Elizabeth Wall-Wieler, PhD, an assistant professor of community health services at the University of Manitoba, and colleagues conducted a longitudinal cohort study of vaginal deliveries of singleton live infants born from April 1, 2005, through March 31, 2016, from a population-based data set linking information from health care databases in Manitoba.

Source: Adobe Stock
Source: Adobe Stock

Wall-Wieler and colleagues cited a study published last year by Qui and colleagues that suggested there may be an association between epidural analgesia for vaginal delivery and autism in children.

The current study included 123,175 births, a majority of which were male infants (50.9%; 62,647). Of the total, 80,459 infants had at least one sibling. Wall-Wieler and colleagues classified a diagnoses of autism spectrum disorder (ASD) by the presence of at least one diagnosis by age 18 months. Of the total births, 47,011 infants (38.2%) were exposed to epidural labor analgesia (ELA).

By April 1, 2019, 2.1% (985 of 47,011) of infants exposed to ELA were diagnosed with ASD compared with 1.7% (1,272 of 76,164) of infants not exposed to ELA (HR = 1.25; 95% CI, 1.15-1.36), Wall-Wieler and colleagues reported. There also was no association after adjustment for perinatal covariates (inverse probability of treatment-weighted HR = 1.08; 95% CI, 0.97-1.2).
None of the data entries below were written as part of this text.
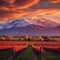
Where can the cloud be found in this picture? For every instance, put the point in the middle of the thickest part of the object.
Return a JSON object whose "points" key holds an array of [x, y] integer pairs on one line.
{"points": [[55, 1], [14, 8]]}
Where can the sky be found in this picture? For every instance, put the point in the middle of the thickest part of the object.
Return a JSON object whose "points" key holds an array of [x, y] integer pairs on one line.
{"points": [[11, 9]]}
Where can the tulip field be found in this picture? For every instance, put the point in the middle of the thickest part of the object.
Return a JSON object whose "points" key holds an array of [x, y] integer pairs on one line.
{"points": [[27, 50]]}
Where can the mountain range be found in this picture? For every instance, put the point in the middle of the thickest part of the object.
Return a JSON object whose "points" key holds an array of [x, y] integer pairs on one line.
{"points": [[30, 26]]}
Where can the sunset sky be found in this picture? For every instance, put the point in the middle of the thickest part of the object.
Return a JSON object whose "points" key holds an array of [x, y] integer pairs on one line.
{"points": [[10, 9]]}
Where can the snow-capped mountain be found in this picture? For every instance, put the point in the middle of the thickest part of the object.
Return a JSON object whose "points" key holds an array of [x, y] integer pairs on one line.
{"points": [[27, 21], [30, 26]]}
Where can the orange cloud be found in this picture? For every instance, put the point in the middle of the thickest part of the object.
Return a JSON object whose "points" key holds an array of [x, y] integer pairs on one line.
{"points": [[55, 1]]}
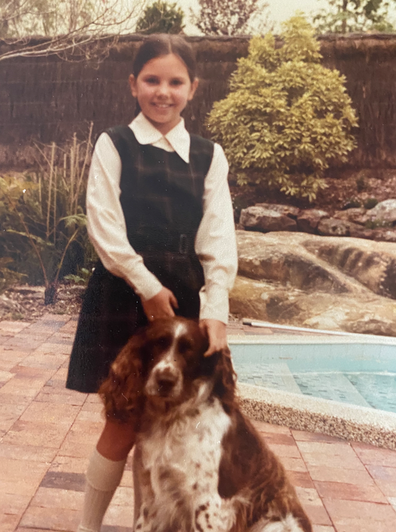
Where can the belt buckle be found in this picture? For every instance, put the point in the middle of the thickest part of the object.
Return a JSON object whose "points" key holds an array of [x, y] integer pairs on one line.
{"points": [[183, 244]]}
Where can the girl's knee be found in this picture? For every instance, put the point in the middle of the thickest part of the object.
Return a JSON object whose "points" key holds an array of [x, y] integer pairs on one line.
{"points": [[116, 440]]}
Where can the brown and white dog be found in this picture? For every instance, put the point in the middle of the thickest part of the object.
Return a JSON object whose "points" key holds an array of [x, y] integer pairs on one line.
{"points": [[202, 466]]}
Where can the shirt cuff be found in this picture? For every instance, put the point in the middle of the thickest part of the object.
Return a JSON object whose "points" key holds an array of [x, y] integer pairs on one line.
{"points": [[214, 303], [145, 284]]}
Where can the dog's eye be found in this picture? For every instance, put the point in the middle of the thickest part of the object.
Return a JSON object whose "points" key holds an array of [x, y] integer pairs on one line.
{"points": [[185, 346], [163, 342]]}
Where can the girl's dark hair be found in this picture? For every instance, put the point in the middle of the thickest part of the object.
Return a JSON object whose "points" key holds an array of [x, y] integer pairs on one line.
{"points": [[163, 44]]}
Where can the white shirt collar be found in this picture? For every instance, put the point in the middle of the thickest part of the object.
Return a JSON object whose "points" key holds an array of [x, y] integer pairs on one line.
{"points": [[178, 137]]}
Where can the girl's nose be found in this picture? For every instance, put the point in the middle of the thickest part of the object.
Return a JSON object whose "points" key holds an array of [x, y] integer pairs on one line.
{"points": [[163, 89]]}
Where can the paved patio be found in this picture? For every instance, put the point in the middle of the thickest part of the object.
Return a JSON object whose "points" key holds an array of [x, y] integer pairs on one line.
{"points": [[47, 434]]}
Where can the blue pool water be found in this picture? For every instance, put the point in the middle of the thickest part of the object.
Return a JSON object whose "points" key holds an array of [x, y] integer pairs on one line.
{"points": [[357, 373]]}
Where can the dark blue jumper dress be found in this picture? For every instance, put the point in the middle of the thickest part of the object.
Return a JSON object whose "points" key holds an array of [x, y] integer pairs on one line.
{"points": [[161, 197]]}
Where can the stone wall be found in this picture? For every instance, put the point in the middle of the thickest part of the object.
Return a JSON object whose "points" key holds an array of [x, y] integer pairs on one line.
{"points": [[48, 99]]}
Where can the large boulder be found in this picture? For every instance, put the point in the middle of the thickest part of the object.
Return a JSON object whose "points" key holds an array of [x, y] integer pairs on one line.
{"points": [[345, 284]]}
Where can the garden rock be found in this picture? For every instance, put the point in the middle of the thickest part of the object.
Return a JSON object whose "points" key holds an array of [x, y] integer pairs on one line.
{"points": [[383, 213], [357, 215], [335, 227], [319, 282], [265, 219], [308, 220]]}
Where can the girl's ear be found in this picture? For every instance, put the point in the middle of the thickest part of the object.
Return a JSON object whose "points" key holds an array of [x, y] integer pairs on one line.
{"points": [[132, 84], [193, 88]]}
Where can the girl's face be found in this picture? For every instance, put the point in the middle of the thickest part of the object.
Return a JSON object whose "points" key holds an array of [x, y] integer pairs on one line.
{"points": [[163, 88]]}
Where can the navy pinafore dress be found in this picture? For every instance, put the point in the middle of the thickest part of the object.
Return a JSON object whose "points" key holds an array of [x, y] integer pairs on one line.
{"points": [[161, 197]]}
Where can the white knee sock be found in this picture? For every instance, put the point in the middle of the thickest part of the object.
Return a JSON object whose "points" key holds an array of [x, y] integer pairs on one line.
{"points": [[102, 479]]}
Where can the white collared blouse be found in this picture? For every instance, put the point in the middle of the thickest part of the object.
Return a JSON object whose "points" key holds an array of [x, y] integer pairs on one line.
{"points": [[215, 242]]}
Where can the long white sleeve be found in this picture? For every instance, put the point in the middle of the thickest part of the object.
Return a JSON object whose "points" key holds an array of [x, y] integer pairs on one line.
{"points": [[106, 222], [215, 243]]}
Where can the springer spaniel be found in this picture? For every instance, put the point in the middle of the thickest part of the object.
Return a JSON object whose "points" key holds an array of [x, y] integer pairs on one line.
{"points": [[202, 466]]}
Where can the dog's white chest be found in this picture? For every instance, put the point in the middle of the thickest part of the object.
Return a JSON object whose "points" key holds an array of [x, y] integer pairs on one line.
{"points": [[180, 472]]}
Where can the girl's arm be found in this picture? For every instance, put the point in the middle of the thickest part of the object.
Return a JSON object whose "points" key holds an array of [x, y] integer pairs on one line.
{"points": [[107, 229], [216, 248]]}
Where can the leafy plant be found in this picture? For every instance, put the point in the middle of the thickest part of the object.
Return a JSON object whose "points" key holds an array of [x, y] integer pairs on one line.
{"points": [[161, 17], [42, 217], [286, 117], [346, 16], [7, 276]]}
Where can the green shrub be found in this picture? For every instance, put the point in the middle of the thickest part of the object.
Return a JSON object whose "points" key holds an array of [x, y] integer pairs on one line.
{"points": [[286, 117], [161, 17]]}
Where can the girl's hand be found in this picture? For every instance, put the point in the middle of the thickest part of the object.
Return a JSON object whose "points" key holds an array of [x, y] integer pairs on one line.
{"points": [[216, 331], [161, 305]]}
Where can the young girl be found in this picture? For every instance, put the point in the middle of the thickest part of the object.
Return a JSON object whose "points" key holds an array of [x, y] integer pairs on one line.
{"points": [[160, 217]]}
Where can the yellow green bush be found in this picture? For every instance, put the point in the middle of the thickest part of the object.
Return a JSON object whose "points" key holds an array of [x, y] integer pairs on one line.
{"points": [[286, 117]]}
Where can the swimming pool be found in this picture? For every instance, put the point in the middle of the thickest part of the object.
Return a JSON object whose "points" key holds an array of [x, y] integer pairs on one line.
{"points": [[354, 369]]}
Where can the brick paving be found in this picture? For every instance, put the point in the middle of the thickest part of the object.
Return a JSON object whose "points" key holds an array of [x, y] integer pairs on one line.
{"points": [[47, 434]]}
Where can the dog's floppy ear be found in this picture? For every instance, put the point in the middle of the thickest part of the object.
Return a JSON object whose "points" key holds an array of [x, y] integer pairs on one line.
{"points": [[122, 391], [225, 377]]}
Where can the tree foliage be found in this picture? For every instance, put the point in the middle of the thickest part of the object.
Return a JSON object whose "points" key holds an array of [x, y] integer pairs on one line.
{"points": [[161, 17], [286, 116], [87, 28], [347, 16], [229, 17]]}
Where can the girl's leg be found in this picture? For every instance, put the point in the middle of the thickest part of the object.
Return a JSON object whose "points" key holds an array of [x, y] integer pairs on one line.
{"points": [[104, 473]]}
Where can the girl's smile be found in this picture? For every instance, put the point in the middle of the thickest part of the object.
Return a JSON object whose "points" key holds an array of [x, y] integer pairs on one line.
{"points": [[163, 88]]}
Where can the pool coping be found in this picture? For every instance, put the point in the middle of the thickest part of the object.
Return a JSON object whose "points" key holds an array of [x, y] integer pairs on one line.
{"points": [[314, 414]]}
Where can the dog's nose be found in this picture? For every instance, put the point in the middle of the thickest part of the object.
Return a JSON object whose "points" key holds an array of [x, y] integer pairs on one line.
{"points": [[166, 380]]}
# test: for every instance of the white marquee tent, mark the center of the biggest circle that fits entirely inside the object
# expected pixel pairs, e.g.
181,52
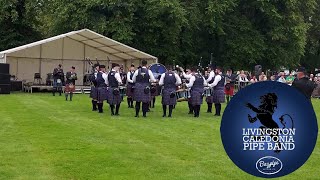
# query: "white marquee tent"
70,49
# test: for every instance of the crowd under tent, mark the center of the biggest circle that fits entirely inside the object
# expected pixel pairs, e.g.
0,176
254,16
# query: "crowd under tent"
70,49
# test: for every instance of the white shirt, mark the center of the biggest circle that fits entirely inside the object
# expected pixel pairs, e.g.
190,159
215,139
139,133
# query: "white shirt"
129,80
192,79
216,81
178,79
116,75
187,76
105,77
211,76
152,79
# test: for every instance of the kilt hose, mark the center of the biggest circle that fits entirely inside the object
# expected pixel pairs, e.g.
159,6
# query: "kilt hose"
196,96
166,99
102,94
218,95
130,90
140,95
113,99
94,92
230,91
70,88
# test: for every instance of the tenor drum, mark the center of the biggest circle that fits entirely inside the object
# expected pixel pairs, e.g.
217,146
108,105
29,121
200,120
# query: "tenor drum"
157,69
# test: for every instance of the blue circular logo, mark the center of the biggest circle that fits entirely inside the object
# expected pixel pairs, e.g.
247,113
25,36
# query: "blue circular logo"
269,129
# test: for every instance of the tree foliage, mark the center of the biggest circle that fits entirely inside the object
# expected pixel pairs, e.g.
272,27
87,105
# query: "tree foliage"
238,33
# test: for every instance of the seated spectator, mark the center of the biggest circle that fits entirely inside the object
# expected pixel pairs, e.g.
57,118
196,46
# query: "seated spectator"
282,78
290,79
242,77
262,77
254,79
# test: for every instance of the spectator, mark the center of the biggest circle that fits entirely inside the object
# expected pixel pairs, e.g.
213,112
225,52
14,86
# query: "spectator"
282,78
262,77
290,79
254,79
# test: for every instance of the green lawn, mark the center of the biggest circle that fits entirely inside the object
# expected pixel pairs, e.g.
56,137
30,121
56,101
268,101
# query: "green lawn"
45,137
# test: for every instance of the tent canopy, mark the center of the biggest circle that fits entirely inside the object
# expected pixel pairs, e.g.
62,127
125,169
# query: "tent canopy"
70,49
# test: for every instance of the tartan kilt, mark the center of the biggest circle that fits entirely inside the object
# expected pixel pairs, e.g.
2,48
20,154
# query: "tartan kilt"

ELA-exposed offspring faced a slightly higher risk in a sibling cohort (HR = 1.25; 95% CI, 1.12-1.39).

“Our findings suggest that ELA use is not associated with an increased offspring risk of ASD,” the authors wrote.
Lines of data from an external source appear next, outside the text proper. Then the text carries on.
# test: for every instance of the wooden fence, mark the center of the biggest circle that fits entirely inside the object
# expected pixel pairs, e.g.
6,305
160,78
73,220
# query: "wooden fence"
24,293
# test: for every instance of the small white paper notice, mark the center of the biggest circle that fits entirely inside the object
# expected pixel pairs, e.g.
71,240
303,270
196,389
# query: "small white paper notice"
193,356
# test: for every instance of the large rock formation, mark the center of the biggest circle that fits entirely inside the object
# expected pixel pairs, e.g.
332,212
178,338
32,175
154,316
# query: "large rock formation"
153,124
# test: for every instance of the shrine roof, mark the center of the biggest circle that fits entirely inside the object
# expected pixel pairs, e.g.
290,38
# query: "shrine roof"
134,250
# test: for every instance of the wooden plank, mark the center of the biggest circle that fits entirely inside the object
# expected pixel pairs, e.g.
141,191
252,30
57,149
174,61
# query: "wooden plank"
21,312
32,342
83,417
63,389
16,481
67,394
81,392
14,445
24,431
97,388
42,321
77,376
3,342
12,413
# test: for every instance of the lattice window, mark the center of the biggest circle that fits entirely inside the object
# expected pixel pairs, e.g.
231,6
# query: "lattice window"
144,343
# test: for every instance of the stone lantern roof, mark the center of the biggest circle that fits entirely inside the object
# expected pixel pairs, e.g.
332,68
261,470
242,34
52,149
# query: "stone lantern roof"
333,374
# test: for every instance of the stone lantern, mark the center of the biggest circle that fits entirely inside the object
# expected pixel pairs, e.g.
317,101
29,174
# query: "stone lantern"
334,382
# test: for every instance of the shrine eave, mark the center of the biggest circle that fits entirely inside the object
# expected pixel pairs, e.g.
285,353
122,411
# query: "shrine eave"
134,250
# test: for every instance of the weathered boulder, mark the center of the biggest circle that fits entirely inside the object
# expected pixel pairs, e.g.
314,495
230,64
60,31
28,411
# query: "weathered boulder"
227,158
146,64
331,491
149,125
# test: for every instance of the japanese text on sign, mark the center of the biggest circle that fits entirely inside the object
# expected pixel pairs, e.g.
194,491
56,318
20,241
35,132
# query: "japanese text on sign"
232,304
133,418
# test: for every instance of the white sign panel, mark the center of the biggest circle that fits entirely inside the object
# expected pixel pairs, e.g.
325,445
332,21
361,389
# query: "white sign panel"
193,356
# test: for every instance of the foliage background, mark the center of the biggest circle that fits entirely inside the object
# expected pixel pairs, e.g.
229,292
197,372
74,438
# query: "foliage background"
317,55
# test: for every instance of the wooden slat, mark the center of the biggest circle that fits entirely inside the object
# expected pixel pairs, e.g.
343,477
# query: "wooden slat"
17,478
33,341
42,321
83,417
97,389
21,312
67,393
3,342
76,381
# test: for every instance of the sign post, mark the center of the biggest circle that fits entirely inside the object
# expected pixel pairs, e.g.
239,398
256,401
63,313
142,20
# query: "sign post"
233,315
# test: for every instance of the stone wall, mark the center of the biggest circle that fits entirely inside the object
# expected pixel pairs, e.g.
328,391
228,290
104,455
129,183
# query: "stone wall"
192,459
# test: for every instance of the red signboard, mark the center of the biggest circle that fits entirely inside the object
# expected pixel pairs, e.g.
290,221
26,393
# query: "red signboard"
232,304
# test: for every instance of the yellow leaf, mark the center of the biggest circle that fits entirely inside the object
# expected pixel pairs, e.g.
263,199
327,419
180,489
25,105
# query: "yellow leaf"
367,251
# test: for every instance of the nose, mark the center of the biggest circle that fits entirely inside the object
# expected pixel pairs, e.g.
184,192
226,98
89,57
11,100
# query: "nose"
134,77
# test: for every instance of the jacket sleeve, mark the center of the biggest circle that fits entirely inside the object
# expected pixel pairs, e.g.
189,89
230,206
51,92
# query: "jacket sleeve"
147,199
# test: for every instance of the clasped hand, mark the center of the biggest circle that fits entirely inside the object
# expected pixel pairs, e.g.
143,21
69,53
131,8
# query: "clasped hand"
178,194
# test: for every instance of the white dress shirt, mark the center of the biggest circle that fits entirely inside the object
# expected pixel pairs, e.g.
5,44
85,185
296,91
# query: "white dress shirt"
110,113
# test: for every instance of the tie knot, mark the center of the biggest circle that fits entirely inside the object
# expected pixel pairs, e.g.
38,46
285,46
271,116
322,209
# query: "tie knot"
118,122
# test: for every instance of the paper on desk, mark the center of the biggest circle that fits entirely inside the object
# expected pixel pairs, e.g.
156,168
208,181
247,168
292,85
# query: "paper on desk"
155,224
In a related editorial, Gillian E. Hanley, PhD, a postdoctoral fellow at the University of British Columbia, and colleagues called for further research into the issue.
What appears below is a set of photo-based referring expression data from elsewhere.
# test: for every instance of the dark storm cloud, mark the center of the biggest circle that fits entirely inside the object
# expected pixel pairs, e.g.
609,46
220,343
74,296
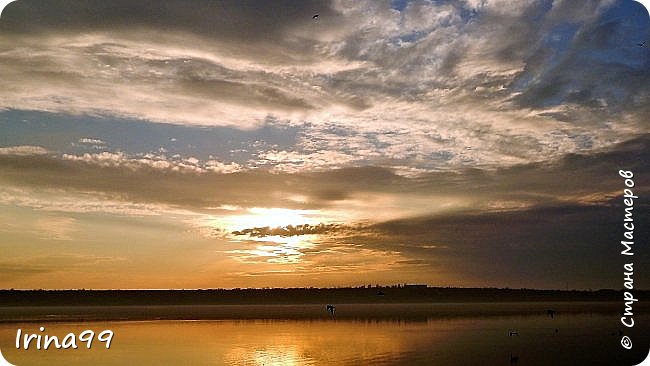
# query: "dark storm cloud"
584,179
246,21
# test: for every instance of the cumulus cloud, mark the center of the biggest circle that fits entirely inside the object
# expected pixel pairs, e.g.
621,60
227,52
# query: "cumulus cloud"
432,85
23,150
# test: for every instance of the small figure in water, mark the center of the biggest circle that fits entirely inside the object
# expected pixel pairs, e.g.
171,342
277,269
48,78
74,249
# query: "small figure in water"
330,309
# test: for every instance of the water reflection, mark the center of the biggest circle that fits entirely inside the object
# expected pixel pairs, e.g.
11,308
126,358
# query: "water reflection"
567,340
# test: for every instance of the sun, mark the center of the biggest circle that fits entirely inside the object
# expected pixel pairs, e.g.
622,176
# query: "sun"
271,217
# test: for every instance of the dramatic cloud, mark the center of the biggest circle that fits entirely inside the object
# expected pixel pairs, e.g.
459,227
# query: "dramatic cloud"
450,142
429,85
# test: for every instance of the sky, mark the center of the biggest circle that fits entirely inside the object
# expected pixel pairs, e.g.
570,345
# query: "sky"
205,144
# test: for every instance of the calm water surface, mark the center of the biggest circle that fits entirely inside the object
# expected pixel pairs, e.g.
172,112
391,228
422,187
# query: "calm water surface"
567,339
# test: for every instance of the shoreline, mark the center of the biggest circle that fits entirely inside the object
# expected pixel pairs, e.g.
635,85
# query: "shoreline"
388,312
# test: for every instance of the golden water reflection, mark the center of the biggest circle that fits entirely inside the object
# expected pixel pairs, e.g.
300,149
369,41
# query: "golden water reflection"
574,339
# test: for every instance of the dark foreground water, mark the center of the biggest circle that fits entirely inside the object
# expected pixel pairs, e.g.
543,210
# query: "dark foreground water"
464,338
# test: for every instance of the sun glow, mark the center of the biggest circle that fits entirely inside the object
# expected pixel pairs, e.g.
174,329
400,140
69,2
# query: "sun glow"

“Epidural labor analgesia is an extremely effective approach to obstetric analgesia, and we have a collective responsibility to understand whether it is a safe option that sets a healthy developmental pathway well into childhood,” Hanley and colleagues wrote. “Women have the right to make a truly informed choice about their pain relief during labor: for their health and that of her newborn.”

References:

Hanley GE, et al. JAMA Pediatr. 2021;doi:10.1001/jamapediatrics.2021.0382.

Qui C, et al. JAMA Pediatr. 2020;doi:10.1001/jamapediatrics.2020.3231.

Wall-Wieler E, et al. JAMA Pediatr. 2021;doi:10.1001/jamapediatrics.2021.0376.